I have tried tried to install dsl (verizon). I'm using fc8 I can see the modem, remote computer can see. Can't hook-up to the internet. This was done through Verizon activation home page. Through numerous phone calls, Verizon has no Linux support. Help!


----------



## wmorri (May 29, 2008)

Ok well, what happens if you do a powercycle:

Shutdown the computer and unplug the modem and/or router (if you have one)
Now wait for 1 to 5 minutes and let the modem and/or router drain all power.
Once that is done, plug the modem in first, let all the lights come on. I am not sure about that modem but you will see at least the *Power, DSL or LAN lights*.
Next plug in the router or computer whichever is next in the chain, and let it totally boot up.

Try that and see if you are able to connect to the internet. Make sure that all your ethernet cables are connected correctly (I am supposing that you are connecting by ethernet, not usb). A word about most tech supports, they don't currently do support for linux because there are too many variables, and not enough people that have linux yet.

Cheers!


----------



## cmpjr007 (Oct 8, 2008)

Thanks, wmorri
Tried those things without success.
However, today I tried using a windows laptop,
set up the account and then plugged into my
linux computer and it now works.
cmpjr007


----------



## wmorri (May 29, 2008)

Great glad to hear that you got everything to work.

Cheers!


----------



## Bartender (Jun 10, 2005)

Comcast is the same way. You have to get the account started with a Windows PC, then you need to put a router into the system in order to connect with a Linux PC.
I've connected to a few Comcast accounts with our Linux lappy, but only behind a router, not direct to the modem.


----------



## cmpjr007 (Oct 8, 2008)

Why couldn't Verizon tell me that????
I talked to people from different planets
without any help.


----------



## wmorri (May 29, 2008)

It is possible that they don't know that.

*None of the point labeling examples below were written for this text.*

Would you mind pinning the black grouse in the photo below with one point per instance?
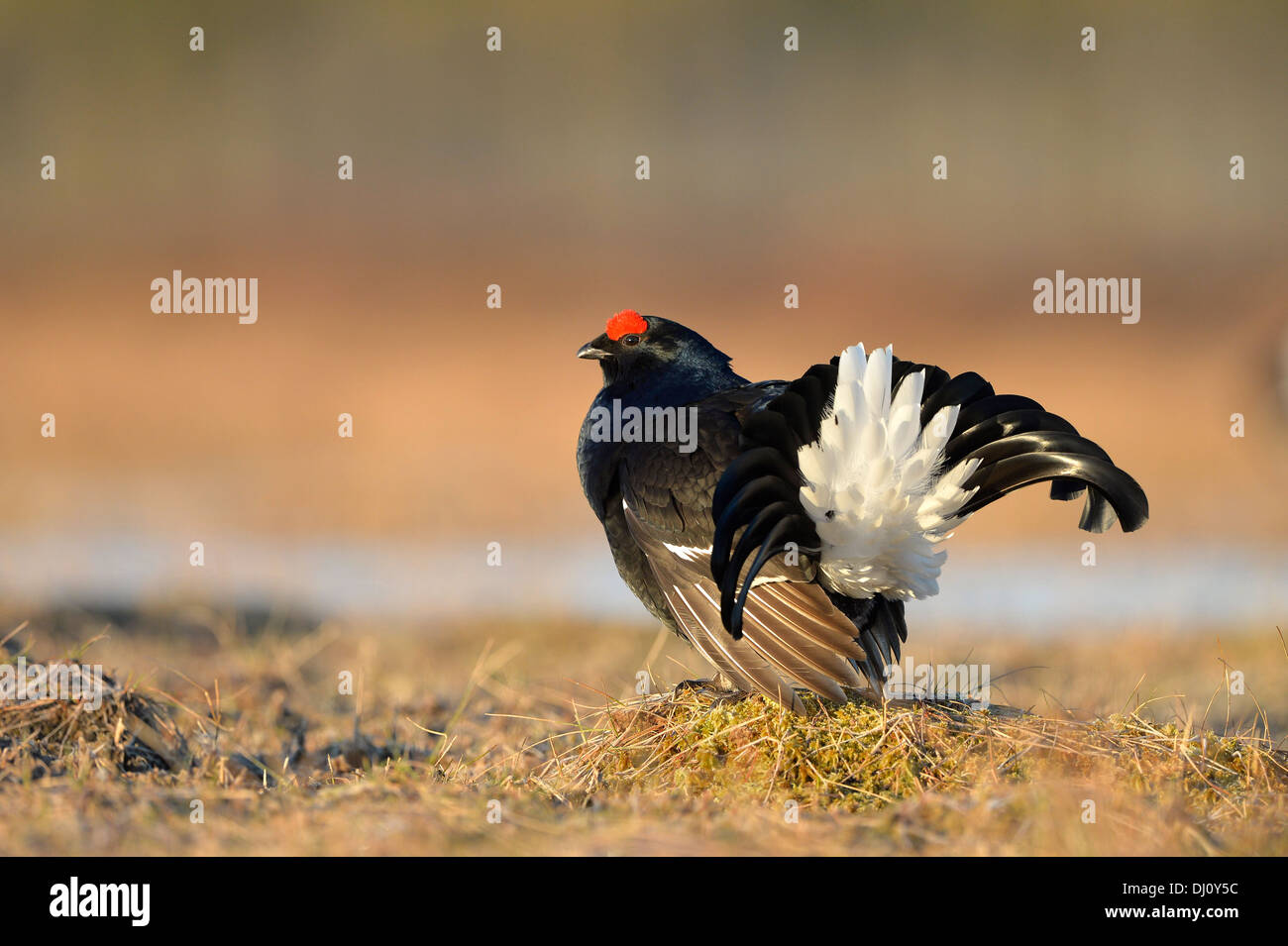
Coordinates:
(780, 527)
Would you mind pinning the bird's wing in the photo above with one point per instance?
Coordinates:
(793, 632)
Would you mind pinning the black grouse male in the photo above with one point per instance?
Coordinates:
(780, 527)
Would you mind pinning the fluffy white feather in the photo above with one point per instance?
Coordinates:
(875, 485)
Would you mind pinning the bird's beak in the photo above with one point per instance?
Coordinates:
(596, 349)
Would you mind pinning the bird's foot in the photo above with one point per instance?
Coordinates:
(713, 688)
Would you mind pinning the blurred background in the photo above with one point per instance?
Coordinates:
(518, 168)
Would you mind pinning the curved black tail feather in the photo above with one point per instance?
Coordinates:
(1014, 439)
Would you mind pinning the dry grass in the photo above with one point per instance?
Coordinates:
(254, 727)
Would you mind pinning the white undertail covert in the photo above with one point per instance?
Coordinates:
(875, 485)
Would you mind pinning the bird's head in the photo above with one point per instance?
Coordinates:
(636, 347)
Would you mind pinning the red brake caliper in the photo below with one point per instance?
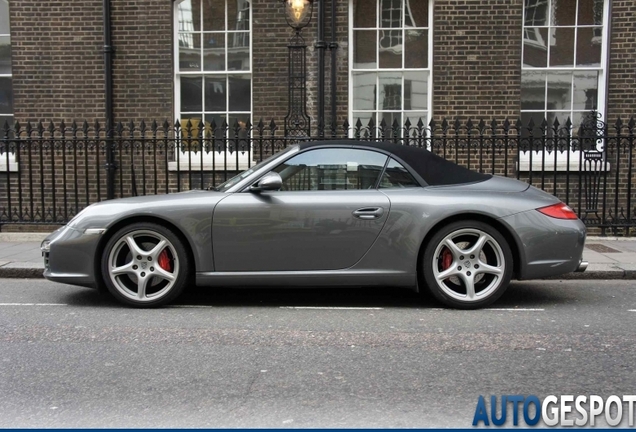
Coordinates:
(164, 261)
(447, 259)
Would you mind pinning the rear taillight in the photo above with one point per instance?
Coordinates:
(558, 211)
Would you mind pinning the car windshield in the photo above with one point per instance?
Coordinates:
(223, 187)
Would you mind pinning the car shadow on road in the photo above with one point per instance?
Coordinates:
(519, 295)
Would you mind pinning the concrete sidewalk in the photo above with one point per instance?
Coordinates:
(609, 257)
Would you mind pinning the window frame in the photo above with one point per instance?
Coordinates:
(540, 159)
(378, 71)
(331, 148)
(226, 161)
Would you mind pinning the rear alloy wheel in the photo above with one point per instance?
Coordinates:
(467, 265)
(144, 265)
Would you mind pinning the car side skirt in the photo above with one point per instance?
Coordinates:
(314, 278)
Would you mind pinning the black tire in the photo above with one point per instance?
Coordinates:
(152, 276)
(480, 257)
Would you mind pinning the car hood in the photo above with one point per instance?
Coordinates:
(170, 206)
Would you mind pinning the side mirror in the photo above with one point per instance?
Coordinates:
(270, 181)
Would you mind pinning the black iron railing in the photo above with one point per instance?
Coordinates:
(50, 172)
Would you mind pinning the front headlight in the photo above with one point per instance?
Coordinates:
(45, 246)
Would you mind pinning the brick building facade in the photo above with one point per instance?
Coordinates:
(475, 70)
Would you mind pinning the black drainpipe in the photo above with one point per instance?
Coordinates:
(333, 47)
(321, 46)
(111, 165)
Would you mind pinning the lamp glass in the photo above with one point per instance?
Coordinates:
(297, 11)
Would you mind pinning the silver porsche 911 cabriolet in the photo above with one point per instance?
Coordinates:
(331, 213)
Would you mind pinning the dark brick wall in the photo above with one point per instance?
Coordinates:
(477, 58)
(143, 67)
(57, 60)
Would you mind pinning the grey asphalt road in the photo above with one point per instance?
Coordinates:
(71, 357)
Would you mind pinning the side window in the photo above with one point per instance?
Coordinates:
(396, 176)
(332, 169)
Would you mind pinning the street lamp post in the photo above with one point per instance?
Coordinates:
(298, 14)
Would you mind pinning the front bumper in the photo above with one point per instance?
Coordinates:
(69, 256)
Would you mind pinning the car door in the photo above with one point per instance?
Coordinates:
(325, 217)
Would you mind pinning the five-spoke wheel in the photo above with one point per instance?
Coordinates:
(145, 265)
(467, 264)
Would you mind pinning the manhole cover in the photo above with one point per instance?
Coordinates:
(596, 247)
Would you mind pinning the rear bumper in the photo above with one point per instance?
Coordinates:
(547, 246)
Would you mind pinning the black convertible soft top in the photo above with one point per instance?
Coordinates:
(434, 170)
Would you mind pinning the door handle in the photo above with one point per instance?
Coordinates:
(368, 213)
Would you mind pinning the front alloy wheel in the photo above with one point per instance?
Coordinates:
(144, 265)
(467, 265)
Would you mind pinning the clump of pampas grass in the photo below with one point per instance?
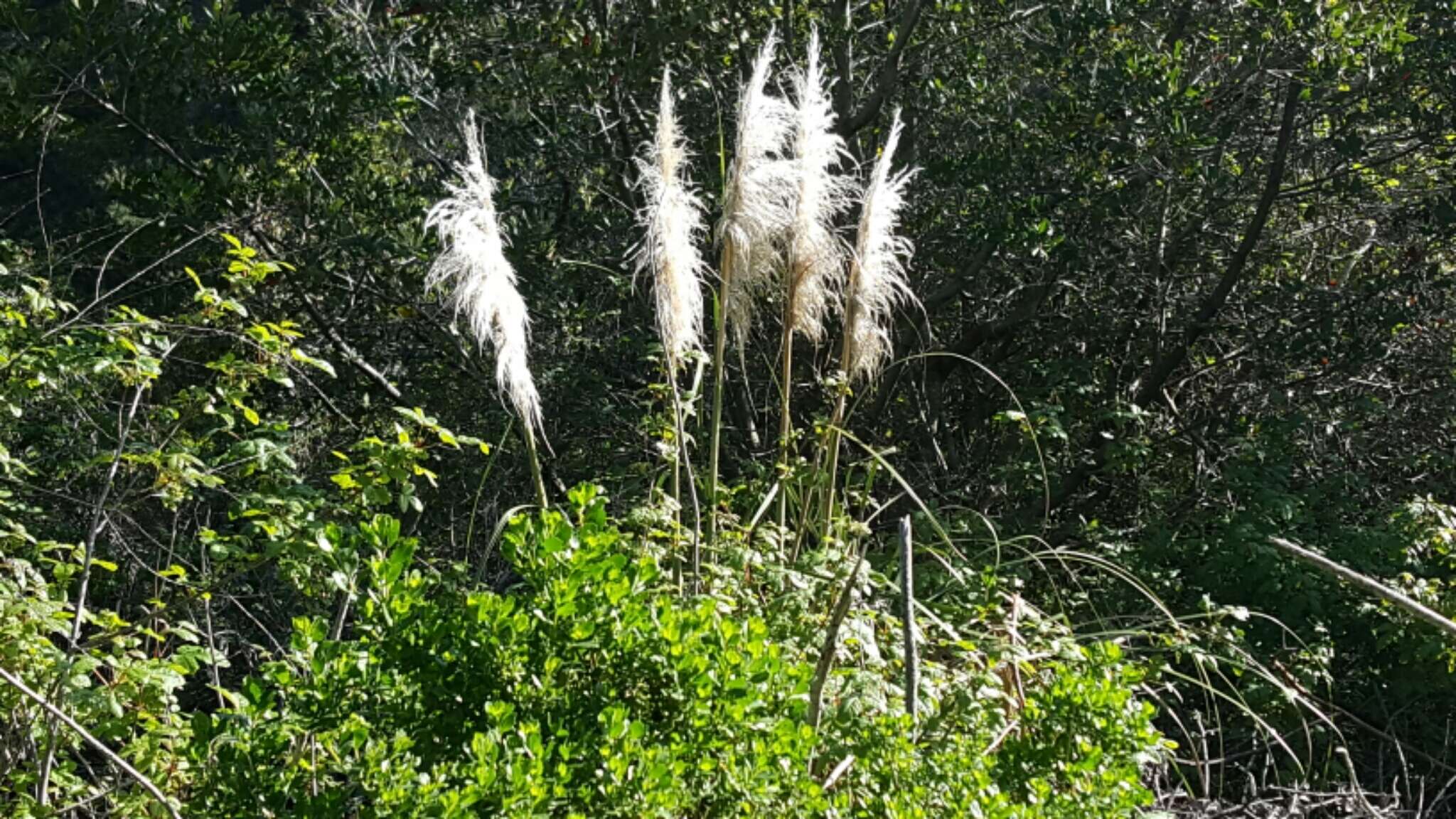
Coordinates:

When I did tech support I wasn't always given every fact. When ever they here that you are running Linux, they are automatically told that there is nothing that they can do for you and that is that. Then they just move on to the next customer. It is not the techs fault, so don't blame them for things they don't know.

Cheers!


----------



## cmpjr007 (Oct 8, 2008)

True enough, thanks again,
cmpjr007


----------



## Bartender (Jun 10, 2005)

Well, instead of just accepting that their "tech help" is resolutely clueless, Comcast and Verizon customers running Linux oughta call the help desk and tell whoever picks up how they did it.
They get enuf calls and someone may decide they should do something about it. Linux is becoming more popular and there's no good excuse for the big providers to make it harder on us.

Anyway, it wouldn't take much to educate their tech help as to the present situation. Here are the Comcast directions:
#1 Set up account with any Windows PC.
#2 Get a router and set it up with proper encryption etc.
#3 Grab your Linux PC and either plug it in to router or have it look for the wireless connection.


----------



## wmorri (May 29, 2008)

That is a great Idea Bartender. I haven't really thought about that before. When or if I ever have to call tech support I might mention that to them.

Cheers!


----------